Every year, I spend the last week of December contemplating the year that has passed and planning the next one. I set goals and write them in my daily diary where they are in front of my eyes all the time.
This year I decided to go one step further and created the Author Business Plan to stay on track and don’t get distracted by other exciting things.
I started in the last week of December, as usual, but didn’t finish till the first week of January, and there was a reason for that.
Something happens when the clock strikes twelve on New Year Eve.
All that was current becomes past in a moment.
Your perspective changes.
The New Year’s energy brings several possibilities, and wisdom gained in the past year helps you avoid repeating the same mistakes.
A typical Author Business Plan has five components — Business Summary, Financial Goals, Products, Publishing, and Marketing Strategy.
My Author Business Plan has different components. They are not standard, rather than based on what matters to me at this stage of life. They may not apply to you. Feel free to choose your own components. I wholeheartedly recommend Joanne Penn’s book Author Business Plan, which I used as a model to draft mine.

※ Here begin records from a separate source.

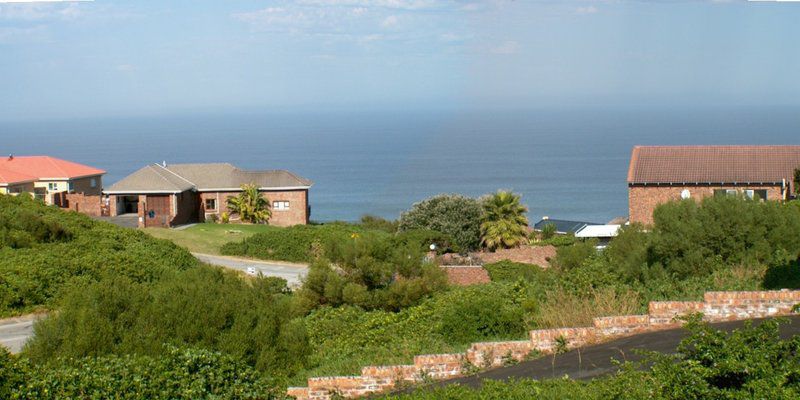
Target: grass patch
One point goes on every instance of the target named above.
(209, 238)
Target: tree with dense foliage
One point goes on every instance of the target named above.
(504, 224)
(454, 215)
(797, 181)
(44, 249)
(548, 231)
(250, 205)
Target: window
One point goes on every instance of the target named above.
(760, 194)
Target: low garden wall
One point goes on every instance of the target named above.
(462, 275)
(717, 306)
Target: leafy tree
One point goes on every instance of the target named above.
(548, 231)
(250, 205)
(797, 181)
(457, 216)
(504, 222)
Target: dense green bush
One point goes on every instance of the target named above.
(347, 338)
(509, 271)
(575, 255)
(695, 238)
(370, 222)
(372, 273)
(457, 216)
(175, 374)
(299, 243)
(52, 248)
(204, 307)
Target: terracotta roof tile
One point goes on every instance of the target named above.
(38, 167)
(713, 164)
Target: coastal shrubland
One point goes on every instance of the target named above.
(369, 299)
(44, 249)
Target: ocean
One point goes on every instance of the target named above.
(567, 163)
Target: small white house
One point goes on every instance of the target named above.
(603, 233)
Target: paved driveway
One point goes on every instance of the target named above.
(594, 361)
(291, 272)
(15, 331)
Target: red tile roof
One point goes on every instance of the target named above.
(713, 164)
(27, 168)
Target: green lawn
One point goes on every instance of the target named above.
(208, 238)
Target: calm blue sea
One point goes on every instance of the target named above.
(567, 163)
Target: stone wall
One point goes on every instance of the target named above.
(466, 275)
(642, 200)
(717, 306)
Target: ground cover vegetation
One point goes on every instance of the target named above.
(370, 299)
(750, 363)
(43, 250)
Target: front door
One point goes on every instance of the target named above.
(156, 212)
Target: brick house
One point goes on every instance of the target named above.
(658, 174)
(49, 179)
(168, 195)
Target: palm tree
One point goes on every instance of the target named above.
(250, 205)
(504, 222)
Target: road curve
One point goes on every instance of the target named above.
(293, 273)
(594, 361)
(14, 332)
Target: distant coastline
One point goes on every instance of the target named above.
(566, 163)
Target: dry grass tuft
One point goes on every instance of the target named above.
(563, 309)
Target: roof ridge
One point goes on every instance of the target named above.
(174, 173)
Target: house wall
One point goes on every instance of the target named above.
(643, 200)
(297, 214)
(18, 188)
(80, 185)
(84, 185)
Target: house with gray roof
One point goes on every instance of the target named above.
(167, 195)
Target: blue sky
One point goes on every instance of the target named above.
(112, 58)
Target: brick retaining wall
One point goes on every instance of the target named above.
(717, 306)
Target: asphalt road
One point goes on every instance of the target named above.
(594, 361)
(291, 272)
(15, 331)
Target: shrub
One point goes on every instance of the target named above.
(548, 231)
(61, 247)
(474, 316)
(175, 374)
(203, 307)
(371, 273)
(295, 243)
(457, 216)
(570, 257)
(509, 271)
(372, 222)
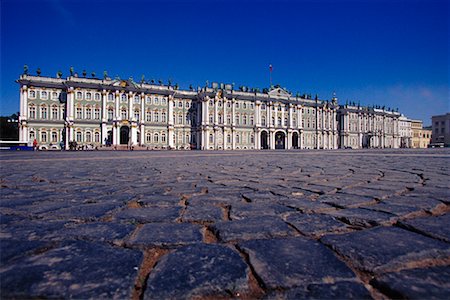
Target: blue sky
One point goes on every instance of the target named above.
(386, 52)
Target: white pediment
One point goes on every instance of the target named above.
(279, 92)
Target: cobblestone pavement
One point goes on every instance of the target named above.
(262, 224)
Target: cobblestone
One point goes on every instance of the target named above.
(256, 224)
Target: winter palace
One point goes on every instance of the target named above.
(116, 113)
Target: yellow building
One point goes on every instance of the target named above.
(421, 137)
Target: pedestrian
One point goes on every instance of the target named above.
(35, 145)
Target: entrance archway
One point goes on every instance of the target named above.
(279, 140)
(264, 140)
(295, 140)
(124, 135)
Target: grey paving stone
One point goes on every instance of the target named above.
(206, 213)
(346, 200)
(251, 228)
(75, 270)
(207, 271)
(339, 290)
(98, 231)
(315, 224)
(294, 262)
(436, 227)
(148, 214)
(383, 249)
(429, 283)
(166, 234)
(240, 211)
(363, 217)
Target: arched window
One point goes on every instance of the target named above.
(54, 137)
(123, 113)
(79, 113)
(97, 113)
(43, 112)
(88, 113)
(44, 137)
(54, 112)
(32, 112)
(110, 113)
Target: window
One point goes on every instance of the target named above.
(123, 113)
(44, 137)
(88, 137)
(110, 113)
(79, 113)
(32, 112)
(44, 112)
(88, 113)
(54, 113)
(97, 113)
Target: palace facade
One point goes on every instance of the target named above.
(113, 112)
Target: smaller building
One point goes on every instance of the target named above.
(421, 137)
(440, 126)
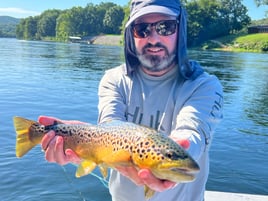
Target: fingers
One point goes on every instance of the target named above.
(145, 177)
(185, 143)
(131, 173)
(47, 139)
(54, 150)
(44, 120)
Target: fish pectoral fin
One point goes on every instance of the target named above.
(85, 167)
(103, 170)
(148, 192)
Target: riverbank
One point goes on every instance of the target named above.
(115, 40)
(239, 43)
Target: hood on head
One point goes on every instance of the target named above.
(138, 8)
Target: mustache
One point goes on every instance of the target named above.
(157, 45)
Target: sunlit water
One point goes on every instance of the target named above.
(59, 79)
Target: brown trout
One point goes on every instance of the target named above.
(114, 144)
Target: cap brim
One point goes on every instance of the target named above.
(152, 9)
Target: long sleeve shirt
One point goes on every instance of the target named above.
(183, 109)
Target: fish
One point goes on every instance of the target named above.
(113, 144)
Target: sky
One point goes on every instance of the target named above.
(26, 8)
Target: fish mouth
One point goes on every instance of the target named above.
(185, 171)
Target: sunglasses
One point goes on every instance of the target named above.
(162, 28)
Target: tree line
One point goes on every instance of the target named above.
(207, 19)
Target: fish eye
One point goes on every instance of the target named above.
(170, 154)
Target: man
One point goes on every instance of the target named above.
(159, 87)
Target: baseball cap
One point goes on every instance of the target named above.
(139, 8)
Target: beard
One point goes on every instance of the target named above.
(155, 63)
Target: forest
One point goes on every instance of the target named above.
(207, 19)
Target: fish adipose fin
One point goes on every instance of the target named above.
(24, 143)
(148, 192)
(85, 167)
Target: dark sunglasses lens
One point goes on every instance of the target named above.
(163, 28)
(141, 30)
(166, 28)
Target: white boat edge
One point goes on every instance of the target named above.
(226, 196)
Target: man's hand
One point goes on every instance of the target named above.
(145, 177)
(53, 145)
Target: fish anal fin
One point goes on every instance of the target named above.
(85, 167)
(103, 170)
(148, 192)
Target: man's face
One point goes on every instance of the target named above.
(156, 52)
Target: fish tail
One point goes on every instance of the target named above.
(24, 141)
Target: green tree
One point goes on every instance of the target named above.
(46, 26)
(30, 29)
(113, 19)
(234, 14)
(69, 23)
(261, 2)
(20, 29)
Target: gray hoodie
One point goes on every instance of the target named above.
(185, 103)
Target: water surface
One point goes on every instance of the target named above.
(61, 80)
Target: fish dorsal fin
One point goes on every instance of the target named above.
(103, 170)
(148, 192)
(85, 167)
(118, 157)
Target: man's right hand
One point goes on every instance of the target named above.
(53, 145)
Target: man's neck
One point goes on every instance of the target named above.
(158, 73)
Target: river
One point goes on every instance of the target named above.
(61, 80)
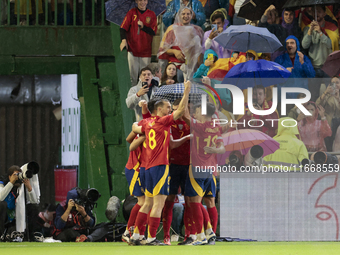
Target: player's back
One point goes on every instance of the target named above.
(157, 132)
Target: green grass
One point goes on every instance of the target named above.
(230, 248)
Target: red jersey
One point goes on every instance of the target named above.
(140, 45)
(143, 157)
(134, 158)
(157, 141)
(181, 154)
(204, 134)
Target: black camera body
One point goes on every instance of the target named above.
(28, 170)
(87, 198)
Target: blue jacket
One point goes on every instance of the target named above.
(300, 73)
(203, 69)
(174, 6)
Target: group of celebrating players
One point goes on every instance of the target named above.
(164, 152)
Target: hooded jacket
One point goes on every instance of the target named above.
(203, 69)
(292, 150)
(174, 6)
(300, 71)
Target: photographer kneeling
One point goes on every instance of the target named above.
(75, 221)
(12, 203)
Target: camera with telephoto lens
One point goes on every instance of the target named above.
(28, 170)
(87, 198)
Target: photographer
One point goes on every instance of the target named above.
(144, 90)
(12, 204)
(75, 222)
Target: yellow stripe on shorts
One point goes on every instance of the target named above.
(194, 184)
(161, 182)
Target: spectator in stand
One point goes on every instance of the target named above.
(289, 25)
(298, 64)
(142, 91)
(314, 131)
(329, 100)
(219, 18)
(320, 38)
(234, 8)
(170, 75)
(294, 112)
(198, 14)
(156, 72)
(136, 32)
(181, 45)
(211, 6)
(259, 103)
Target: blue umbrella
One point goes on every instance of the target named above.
(260, 71)
(174, 91)
(117, 9)
(247, 37)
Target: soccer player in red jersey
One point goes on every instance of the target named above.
(137, 160)
(205, 144)
(137, 31)
(157, 134)
(179, 166)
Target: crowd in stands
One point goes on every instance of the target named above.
(188, 50)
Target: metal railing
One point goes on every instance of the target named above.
(52, 13)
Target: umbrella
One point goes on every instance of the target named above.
(247, 37)
(254, 9)
(243, 139)
(174, 91)
(117, 9)
(260, 71)
(332, 64)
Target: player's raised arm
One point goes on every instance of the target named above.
(137, 129)
(135, 144)
(184, 102)
(218, 149)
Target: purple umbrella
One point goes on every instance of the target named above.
(243, 139)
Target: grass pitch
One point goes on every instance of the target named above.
(239, 248)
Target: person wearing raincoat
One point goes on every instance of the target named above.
(182, 45)
(292, 150)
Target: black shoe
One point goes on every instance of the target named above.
(156, 242)
(187, 241)
(134, 242)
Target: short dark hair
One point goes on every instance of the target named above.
(154, 68)
(210, 108)
(216, 16)
(151, 104)
(289, 10)
(12, 169)
(177, 101)
(259, 87)
(144, 69)
(160, 103)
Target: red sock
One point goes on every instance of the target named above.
(213, 217)
(140, 222)
(186, 220)
(206, 218)
(197, 216)
(167, 218)
(153, 226)
(133, 216)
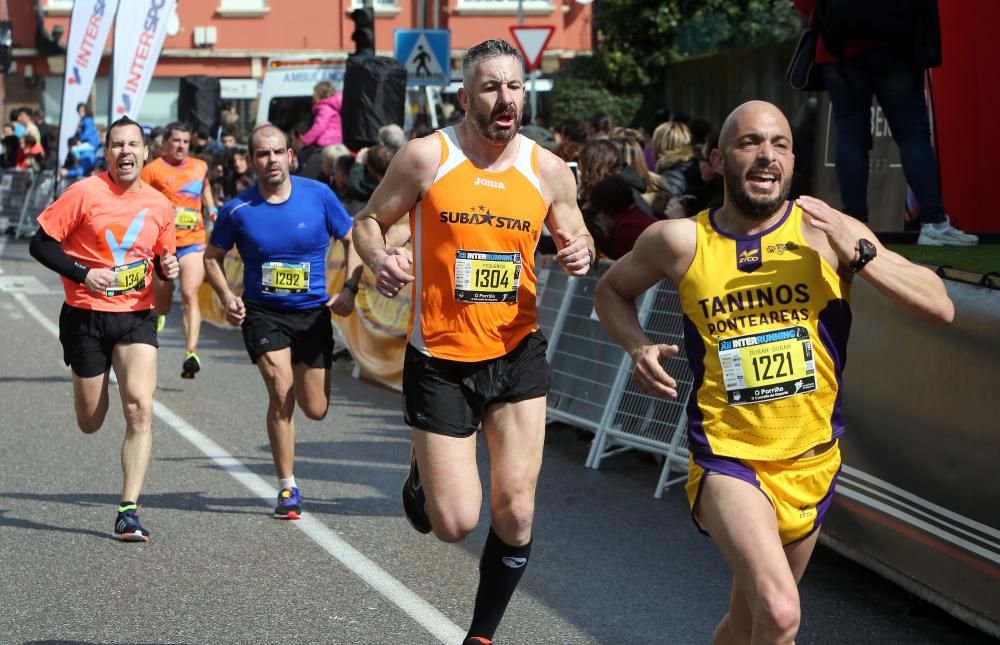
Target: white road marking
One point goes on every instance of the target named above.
(422, 612)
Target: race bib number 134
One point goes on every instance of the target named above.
(128, 278)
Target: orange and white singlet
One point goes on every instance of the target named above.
(474, 237)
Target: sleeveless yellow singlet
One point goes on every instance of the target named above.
(474, 238)
(766, 321)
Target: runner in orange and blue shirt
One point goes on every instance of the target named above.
(107, 235)
(184, 181)
(282, 227)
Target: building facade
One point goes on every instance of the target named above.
(233, 40)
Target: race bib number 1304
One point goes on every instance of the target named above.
(483, 276)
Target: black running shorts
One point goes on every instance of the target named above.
(450, 397)
(309, 333)
(88, 337)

Let’s not forget I am turning sixty this year. Some of the things that matter to me may not be a priority for you. But then some things are universal.
Let’s get into it.
From last year, instead of setting annual goals, I started setting a theme. I wrote an article about it – Don’t set goals, set a theme instead. I urge you to read it. I promise it is worth your time.
Where goals are rigid, limiting, and unforgiving, themes are fluid, merciful, and open up new opportunities.
With a goal, the question is, have you achieved it or not? Whereas with a theme, every action you do, you need to ask: Is this aligned with my theme?
Goal setting leaves you miserable. If you don’t achieve them, you beat yourself up, and if you do achieve them, you set another one as soon as possible.
On the other hand, themes give you achievable, meaningful daily standards you can live up to. They reduce the pressure goals create.
A goal shuts out opportunities for current fulfillment in favor of a distant payday. A theme looks for opportunities in the present.
Last year my theme was FOCUS.
I focused on learning various skills and on whatever things I was doing. The theme kept my wandering nature in check.
This year my theme is CREATE.
I will enjoy the process of creation by using the skills I learned last year.
A guiding principle is an overarching principle that helps you decide what to do and what not to do?
Pick a phrase or a theme and say like, ‘At the end of my life, what do I want my actions from today to have contributed to?’
For me, that statement is, “Make sure my creativity injects hope in this world.”
The Bare Minimum
I have always been an overachiever. I will set up so many goals, so many projects, and so many endeavors that it would become physically impossible for me to accomplish them all. Then I will beat myself up for not achieving those.
On top of that, I love spontaneity in my day. I get easily inspired and want to act on new ideas as soon as they appear. New ideas have certain energy associated with them, and if you don’t act on them immediately, they go flat like a bubble. At this stage in my life (I will be turning sixty soon), I want to follow whim rather than discipline.
This year, I will identify the bare minimum things I want to achieve and leave the rest of the time for spontaneity.
These bare minimum things are:
- Finish my novel.
- Publish six ebooks (already in draft)
- Write 3–5 articles a week
- Continue once a week newsletter A Whimsical Writer.
- Draw 4–5 sketches a week
Three of these goals are weekly, one bi-monthly, and one annual. I will be able to achieve these easily. The rest of my time is for me to do whatever I please.
I might run a webinar course, start a podcast and post on social media every day for 90 days, or start doing urban sketching. These things can come and go. I will be happy if I could achieve the five bare minimum things I have identified.
In 2020 I ignored my health. I stopped going to the gym when lockdown started and didn’t start properly even when gyms opened mid-year (we have been lucky here in Canberra). I ate mindlessly and put on weight. To tell the truth, I ignored health for writing. I was so consumed with following my writing goals that I didn’t make time for exercise.
This year, heath is going to come first. I am back to walking 3–4 times a week, doing weights 2–3 times a week, core training 1–2 times a week, and yoga class once a week.
I have joined WW to be accountable for my weight and investigate intermittent fasting to control my eating.
Not being able to travel led to non-stop working in 2020. I took no breaks other than a month off in February. This impacted my sanity and perspective. This year I have blocked two weeks each quarter. Even if we couldn’t travel, I will take time off to do nothing. And if travel became possible, I intend to take longer breaks in the second half of the year.
This is how the overall plan looks like:
I am sharing it here for two reason, one to keep myself accountable to my readers and two to give you a template to write your plan if you haven’t got one.
May you have a productive and safe 2021!